Recently, I have been thinking a lot about how the medical interpreter certification could, potentially, have a direct impact on the number of interpreters allowed to work in hospital settings, the most common arena for this role.
Keep in mind that, it is assumed that not every person out there doing interpreting work is qualified culturally and linguistically to perform such work. Certainly, it is a matter of time before advancing effective communication for the LEP, becomes a matter of accreditation.
Inevitably, when one starts talking about accreditation, The Joint Commission, a non-for-profit organization who, since 1951, accredits and certifies today more than 19,000 health care organizations and programs in the United States, comes to mind. The Joint Commission’s “approval seal” is, indubitably, recognized nationwide as “a symbol of quality that reflects an organization’s commitment to meeting certain performance standards.” I believe the same concept of measuring clear performance standards is what has fueled the medical certification initiative for interpreters.
In retrospective, if hospitals have been, for so long, required to follow specific rules in order to stay “in business,” conceiving that these hospitals would push all interpreters, particularly, those that work as independent contractors, to become certified might not be so far off. However, the same Joint Commission, which has been the quality gatekeeper for all these hospitals, has demonstrated to be careful in choosing the timing to suggest the notion of medical certification for interpreters, as the next step to promote their vision.
Specifically, I am referring to the introduction of the Joint Commission’s Patient-Centered Communication Standards. Released in January of 2010, these standards will become effective as of July 1, 2012, becoming a definitive marker in the accreditation process for hospitals across the nation. In them, although certification for interpreters is not yet a requirement, for the first time, under requirement HR.01.02.01, the hospitals are called to:
– Integrate unique patient needs into new or existing hospital policies.

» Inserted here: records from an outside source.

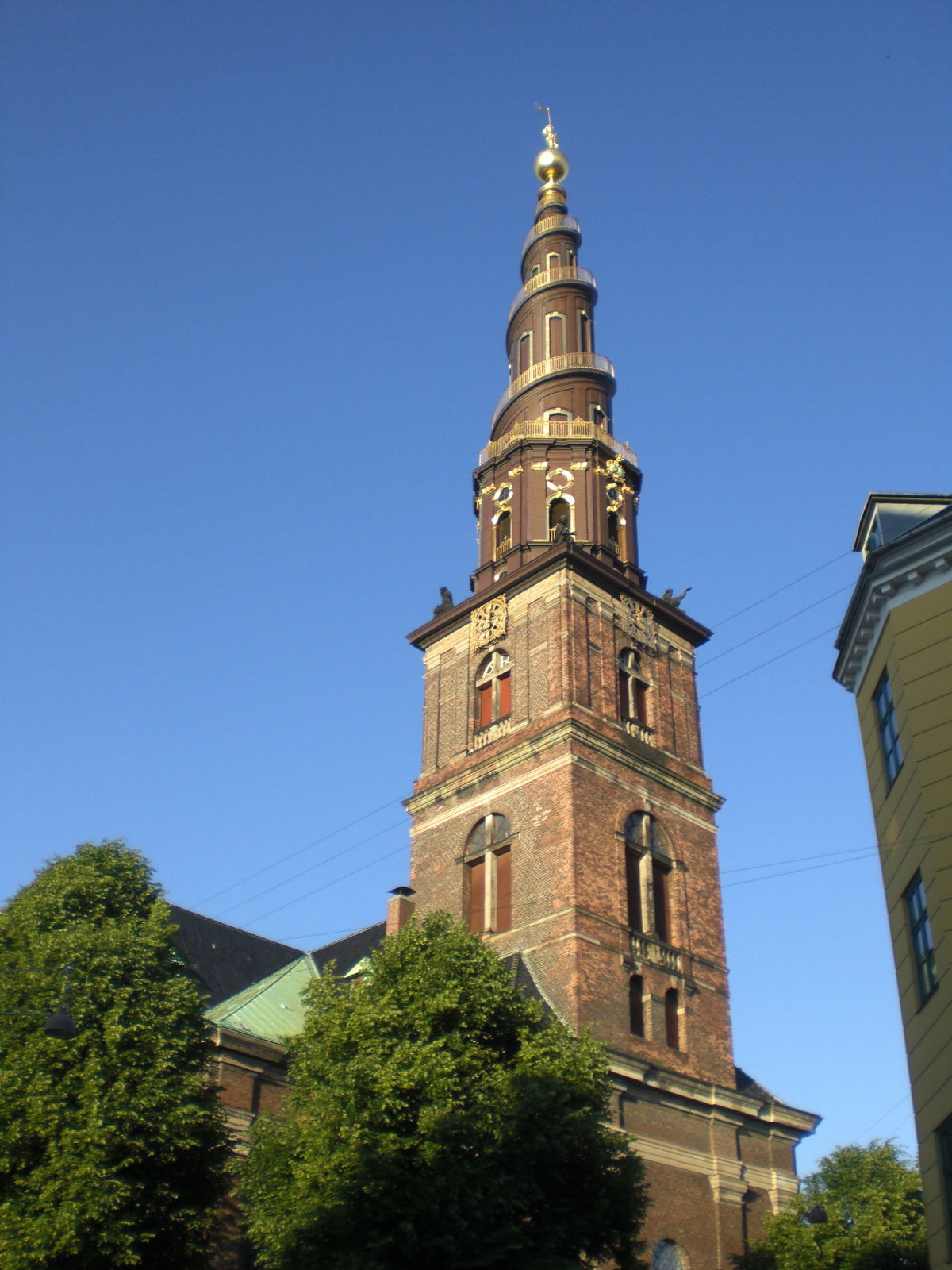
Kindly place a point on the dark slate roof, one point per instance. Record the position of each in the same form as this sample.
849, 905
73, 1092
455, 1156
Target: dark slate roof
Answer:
352, 949
749, 1086
524, 981
222, 958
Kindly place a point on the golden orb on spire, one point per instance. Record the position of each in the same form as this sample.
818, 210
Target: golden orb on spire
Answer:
551, 164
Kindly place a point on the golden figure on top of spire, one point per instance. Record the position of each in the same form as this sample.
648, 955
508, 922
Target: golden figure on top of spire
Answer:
551, 164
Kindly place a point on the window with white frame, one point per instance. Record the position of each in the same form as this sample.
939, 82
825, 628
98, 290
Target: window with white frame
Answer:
889, 728
920, 937
493, 689
647, 873
489, 879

– Ensure the competency of individuals providing language services.
Again, not once is the word certification mentioned, however, under the requirement’s element of performance, it is stated that qualifications for language interpreters and translators may be met through:
– Language proficiency assessment.
Does this equal certification? Not yet! However, it does call for a different type of commitment from the hospitals involved in the well-intended process of supporting and integrating the concepts of effective communication, cultural competence, and patient centered care- which the Joint Commission requires. But, can hospitals do this alone? Absolutely not! There’s too much at stake and no time to lose. A collaborative effort would then seem to be the answer to the challenge. For example, hospitals clearly need to be open to the idea of supporting well-structured training initiatives- if available. Otherwise, where are prospect interpreters going to gain that “experience” called for by the Joint Commission as part of the qualifications defined in the new standards? Training programs for interpreters by themselves can be great, but certainly not as effective as if they are combined with real observation and mentorship. So that should be the goal: supporting positive change and advancing effective communication for the LEP from every angle, a true common effort.